Through the drive are you meant to push away with the whole foot? When I drive I tend to just drive with the front part of the foot. I’ve tried using my whole foot but it feels really strange.

When you get to the catch, the only part of the foot that should be on the stretchers are your toes and the top part of the foot. If your whole foot is on the stretcher it means you aren’t fully compressed, which means your stroke is going to be short and not as powerful.  If you have really good hamstring flexibility then sometimes you can be fully compressed while still having your feet flat against the stretchers but that’s not a super common thing.

Related: Question about the foot plates on the ergs – what number do you find it’s best to keep them on? Is there a standard it’s “supposed to” be at or is it best for each girl to change them for herself? What do those numbers even mean?

You want to feel your heels come up as you come into the catch so that when you start the drive you can push them down and against the stretcher – hence why rowing is more of a “pushing” sport than a “pulling” one. This is also why coxswains tell you to “stomp”, “feel the connection”, “connect and press with the toes”, etc. The only time you should have your whole foot against the stretcher is when you finish the leg drive (when the slide stops) and start the recovery (before the slide starts).

Ergs Q&A Technique

Question of the Day

Question about the foot plates on the ergs – what number do you find it’s best to keep them on? Is there a standard it’s “supposed to” be at or is it best for each girl to change them for herself? What do those numbers even mean?

Where your feet are placed on the erg make a huge difference in your technique and power output. When I explain this to novices, I tell them to think about what their feet look like when they go up on their toes or for girls, what it feels like when you’re wearing heels. Where your foot bends below your toes (on the balls of your feet), that’s where you want the strap to be. This allows for the most natural movement as you come up to the catch. If the strap is above that (over your toes), it’s not helping you out at all and can actually lead to you over-compressing (meaning your knees are in front of your ankles, which is an entirely separate issue). Over-compressing means that your legs won’t activate immediately at the catch and you’ll end up becoming fatigued faster due working harder than you have to.  You always want your toes to be in contact with the foot stretchers, and having the strap too high (meaning the number is set too low) prevents that.

On the flip side, having the number too high will put the strap down over the center of your foot (closer to your ankle), which is extremely uncomfortable. I don’t even know how people can row like that and not assume it’s wrong. This prevents your heels from coming up as you move on the recovery (at the very least it doesn’t let them come up enough) and doesn’t allow you to get fully compressed at the catch, which means your stroke is short and you’re not generating as much power as you otherwise would. It can also lead to a lot of lunging, because if you can’t get all the way up the slide you might compensate by trying to reach farther than you normally would to increase the amount of length you’re getting.

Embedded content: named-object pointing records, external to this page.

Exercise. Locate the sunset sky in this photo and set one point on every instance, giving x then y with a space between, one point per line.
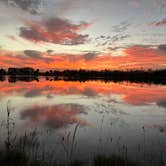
86 34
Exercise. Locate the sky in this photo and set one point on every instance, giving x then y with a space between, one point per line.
83 34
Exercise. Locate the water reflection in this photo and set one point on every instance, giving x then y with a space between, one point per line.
56 116
112 117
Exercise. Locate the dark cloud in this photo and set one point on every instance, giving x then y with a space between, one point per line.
31 6
33 53
55 30
162 103
162 47
56 116
33 93
89 92
89 56
123 26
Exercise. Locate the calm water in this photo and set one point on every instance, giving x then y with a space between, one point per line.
113 118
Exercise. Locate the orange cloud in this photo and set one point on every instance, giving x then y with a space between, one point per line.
134 57
55 30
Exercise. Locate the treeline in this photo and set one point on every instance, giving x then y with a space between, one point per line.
30 74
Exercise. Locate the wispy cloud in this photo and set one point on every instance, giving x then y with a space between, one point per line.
31 6
55 30
159 23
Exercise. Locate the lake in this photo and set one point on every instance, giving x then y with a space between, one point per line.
81 120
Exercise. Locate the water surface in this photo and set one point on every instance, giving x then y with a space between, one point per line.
112 117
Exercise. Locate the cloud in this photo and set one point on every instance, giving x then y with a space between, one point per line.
56 116
33 53
89 56
159 23
162 47
162 103
33 93
132 57
55 30
31 6
123 26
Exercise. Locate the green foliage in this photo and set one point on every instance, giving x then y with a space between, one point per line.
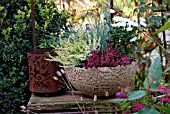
147 94
16 41
148 110
136 94
163 28
76 48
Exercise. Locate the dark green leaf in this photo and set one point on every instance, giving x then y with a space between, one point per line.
136 95
168 69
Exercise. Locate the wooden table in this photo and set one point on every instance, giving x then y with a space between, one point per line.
69 103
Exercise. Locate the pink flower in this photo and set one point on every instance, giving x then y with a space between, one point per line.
163 89
137 107
121 95
164 99
127 112
139 99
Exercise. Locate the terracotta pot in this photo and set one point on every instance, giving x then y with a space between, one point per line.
100 81
41 73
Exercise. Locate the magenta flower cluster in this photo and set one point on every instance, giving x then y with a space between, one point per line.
164 90
137 107
109 57
121 95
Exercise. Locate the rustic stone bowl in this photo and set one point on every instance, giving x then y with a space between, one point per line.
100 81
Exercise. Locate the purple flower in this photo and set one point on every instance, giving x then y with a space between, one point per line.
121 95
127 112
163 89
139 99
137 107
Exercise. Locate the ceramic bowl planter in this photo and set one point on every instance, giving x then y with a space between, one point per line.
98 81
41 73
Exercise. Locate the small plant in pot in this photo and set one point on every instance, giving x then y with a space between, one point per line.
96 64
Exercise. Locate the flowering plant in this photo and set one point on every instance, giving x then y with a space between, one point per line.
101 43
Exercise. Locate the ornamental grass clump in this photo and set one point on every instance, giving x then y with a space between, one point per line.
108 57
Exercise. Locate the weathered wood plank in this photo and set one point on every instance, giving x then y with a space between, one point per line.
67 101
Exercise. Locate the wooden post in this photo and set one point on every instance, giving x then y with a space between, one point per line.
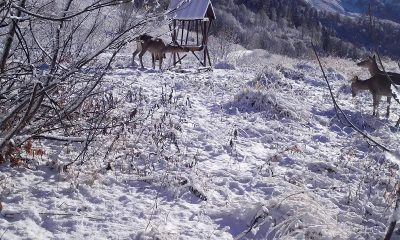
187 34
197 32
205 43
174 40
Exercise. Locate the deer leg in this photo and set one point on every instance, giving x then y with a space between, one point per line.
389 100
160 61
134 55
153 60
374 103
376 100
140 57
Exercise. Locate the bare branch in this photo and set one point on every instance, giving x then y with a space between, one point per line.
341 111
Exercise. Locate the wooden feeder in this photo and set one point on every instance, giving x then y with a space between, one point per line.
191 21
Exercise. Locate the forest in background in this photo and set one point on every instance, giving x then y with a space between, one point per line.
287 27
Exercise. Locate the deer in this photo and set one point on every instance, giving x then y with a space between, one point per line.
370 63
156 47
378 85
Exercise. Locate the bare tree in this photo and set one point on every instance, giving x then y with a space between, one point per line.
55 56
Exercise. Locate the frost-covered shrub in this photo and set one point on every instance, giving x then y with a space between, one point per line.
224 65
272 93
273 103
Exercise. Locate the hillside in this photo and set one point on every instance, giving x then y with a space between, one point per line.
288 27
251 153
383 9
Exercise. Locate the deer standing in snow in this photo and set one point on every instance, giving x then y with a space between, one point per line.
370 63
156 47
378 85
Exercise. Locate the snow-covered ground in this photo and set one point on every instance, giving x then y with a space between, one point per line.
255 152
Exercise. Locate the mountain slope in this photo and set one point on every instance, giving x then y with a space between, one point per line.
258 154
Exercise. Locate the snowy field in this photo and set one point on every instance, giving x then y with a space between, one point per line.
254 152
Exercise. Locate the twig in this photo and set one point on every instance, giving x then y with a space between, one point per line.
341 111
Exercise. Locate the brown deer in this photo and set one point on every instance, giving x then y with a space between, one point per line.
156 47
378 85
370 63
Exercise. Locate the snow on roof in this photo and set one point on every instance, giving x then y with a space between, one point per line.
191 9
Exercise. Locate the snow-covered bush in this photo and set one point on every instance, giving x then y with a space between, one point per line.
272 93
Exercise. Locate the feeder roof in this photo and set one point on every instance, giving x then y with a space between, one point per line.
191 9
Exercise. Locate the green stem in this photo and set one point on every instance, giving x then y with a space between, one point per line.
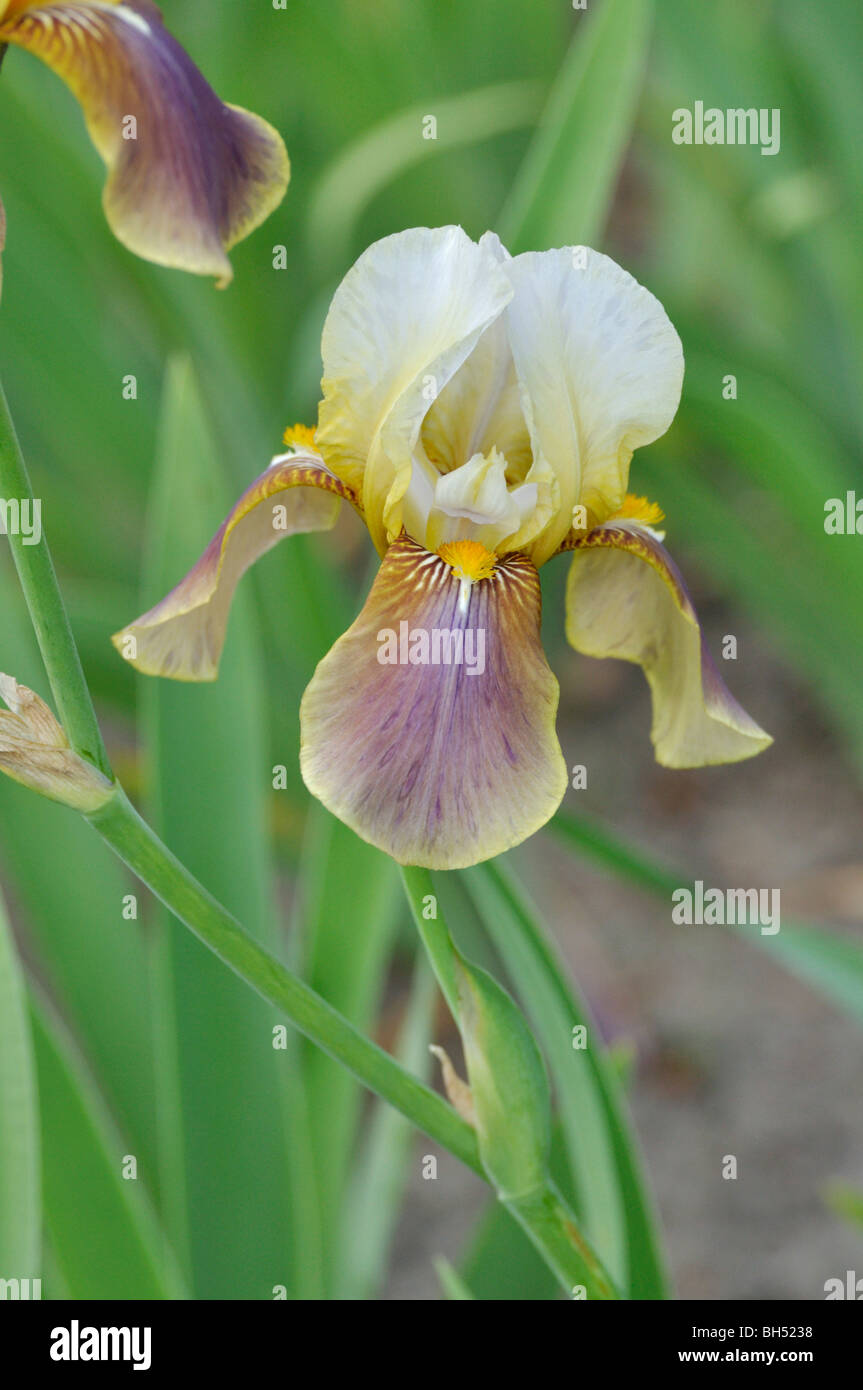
549 1223
136 844
542 1214
47 610
434 933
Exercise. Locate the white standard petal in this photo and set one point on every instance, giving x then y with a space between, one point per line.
601 369
399 327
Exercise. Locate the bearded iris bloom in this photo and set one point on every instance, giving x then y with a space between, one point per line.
480 413
188 175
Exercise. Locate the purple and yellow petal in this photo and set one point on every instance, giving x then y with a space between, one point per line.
184 635
438 763
188 175
626 598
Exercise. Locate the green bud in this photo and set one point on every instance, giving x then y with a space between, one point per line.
509 1084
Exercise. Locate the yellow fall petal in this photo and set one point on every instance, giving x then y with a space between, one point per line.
182 637
626 598
188 175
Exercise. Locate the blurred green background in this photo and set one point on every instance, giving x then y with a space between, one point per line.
273 1171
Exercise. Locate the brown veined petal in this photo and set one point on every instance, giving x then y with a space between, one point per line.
626 598
184 635
188 175
431 762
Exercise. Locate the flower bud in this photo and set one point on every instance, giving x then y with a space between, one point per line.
509 1084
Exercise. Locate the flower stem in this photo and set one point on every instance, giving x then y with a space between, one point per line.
47 610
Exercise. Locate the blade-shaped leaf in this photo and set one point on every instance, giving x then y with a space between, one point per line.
20 1221
564 186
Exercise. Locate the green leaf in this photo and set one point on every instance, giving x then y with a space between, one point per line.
564 186
503 1264
381 1166
223 1096
72 916
847 1201
452 1283
349 893
104 1236
20 1219
381 154
833 963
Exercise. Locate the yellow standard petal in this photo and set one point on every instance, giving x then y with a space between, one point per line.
188 175
184 635
601 369
430 726
400 325
626 598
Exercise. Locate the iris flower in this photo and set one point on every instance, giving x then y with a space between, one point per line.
188 175
480 413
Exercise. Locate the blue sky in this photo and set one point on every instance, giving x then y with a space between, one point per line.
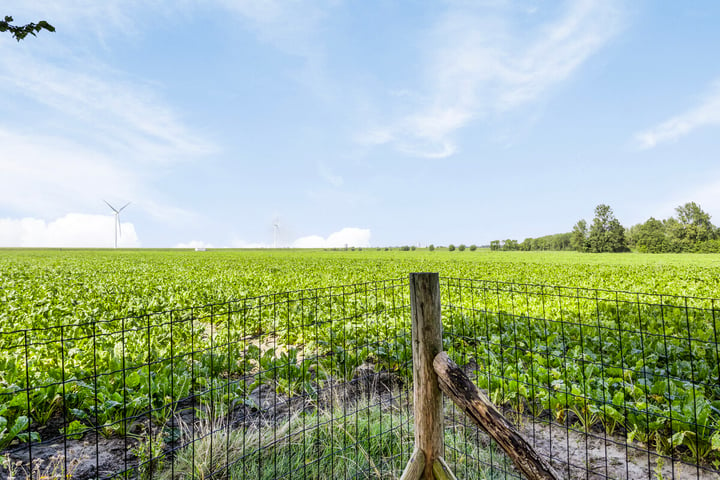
364 123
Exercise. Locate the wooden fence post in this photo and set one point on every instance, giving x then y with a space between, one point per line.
426 344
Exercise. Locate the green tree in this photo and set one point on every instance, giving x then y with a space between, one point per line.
22 31
694 223
579 237
650 237
606 234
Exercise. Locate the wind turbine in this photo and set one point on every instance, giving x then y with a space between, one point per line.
117 218
276 227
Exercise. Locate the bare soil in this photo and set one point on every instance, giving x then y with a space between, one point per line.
575 454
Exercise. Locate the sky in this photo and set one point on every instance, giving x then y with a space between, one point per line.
325 123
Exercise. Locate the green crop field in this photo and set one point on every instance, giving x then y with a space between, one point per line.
51 287
84 291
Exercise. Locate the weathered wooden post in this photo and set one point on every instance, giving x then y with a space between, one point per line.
432 371
426 461
456 385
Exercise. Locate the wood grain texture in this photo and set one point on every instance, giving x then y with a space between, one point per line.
426 344
456 385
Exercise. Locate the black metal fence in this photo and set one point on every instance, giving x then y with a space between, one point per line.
605 384
316 384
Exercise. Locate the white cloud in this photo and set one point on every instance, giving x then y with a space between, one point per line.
333 179
195 244
74 230
707 113
349 236
482 63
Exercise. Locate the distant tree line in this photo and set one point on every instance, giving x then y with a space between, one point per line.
689 231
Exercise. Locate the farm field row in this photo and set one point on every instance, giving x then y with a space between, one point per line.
52 287
161 358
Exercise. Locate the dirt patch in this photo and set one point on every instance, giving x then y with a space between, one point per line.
575 454
592 456
96 456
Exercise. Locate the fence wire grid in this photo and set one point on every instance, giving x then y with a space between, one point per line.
318 384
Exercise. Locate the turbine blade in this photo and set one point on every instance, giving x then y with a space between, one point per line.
113 208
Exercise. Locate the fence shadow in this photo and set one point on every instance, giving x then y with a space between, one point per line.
318 384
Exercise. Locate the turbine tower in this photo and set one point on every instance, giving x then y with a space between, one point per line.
117 218
276 227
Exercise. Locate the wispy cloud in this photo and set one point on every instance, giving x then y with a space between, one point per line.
480 63
94 133
706 113
72 230
347 237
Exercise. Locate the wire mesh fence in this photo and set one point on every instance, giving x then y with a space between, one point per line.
306 384
605 384
317 384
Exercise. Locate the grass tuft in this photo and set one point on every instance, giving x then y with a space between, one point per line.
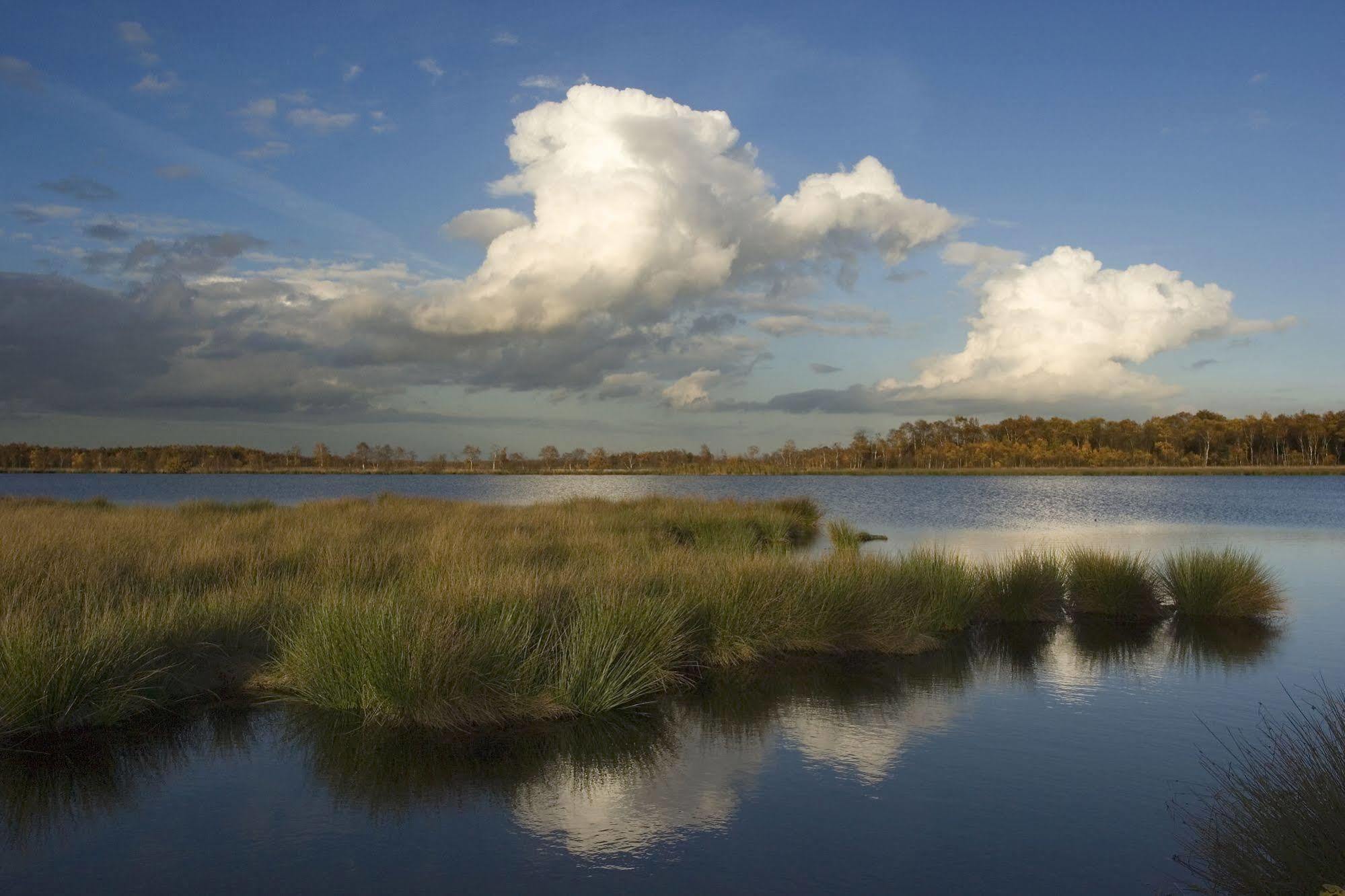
1024 587
1221 583
401 611
1272 820
1112 583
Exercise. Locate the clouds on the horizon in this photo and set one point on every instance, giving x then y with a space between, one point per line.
657 264
1060 332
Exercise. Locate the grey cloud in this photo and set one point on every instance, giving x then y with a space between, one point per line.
176 173
82 189
198 255
30 213
109 231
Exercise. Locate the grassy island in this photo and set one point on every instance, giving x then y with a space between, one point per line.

The shorter you are, the higher the number will be. The taller you are, the lower the number. I’ve seen some guys who row with it on 1 or 0 with no problems. It’s both a personal preference and … not. The strap has to be on a certain part of your foot in order for your stroke to be correct but the number that the stretchers are at is different for everyone. There is no “standard” so each rower should set their feet themselves just like they would in the boat.

I’ve never really looked into it so I’m not positive what the numbers mean but it might be how many inches of shoe is left over once you’ve adjusted it … but that’s a total guess that could be completely wrong.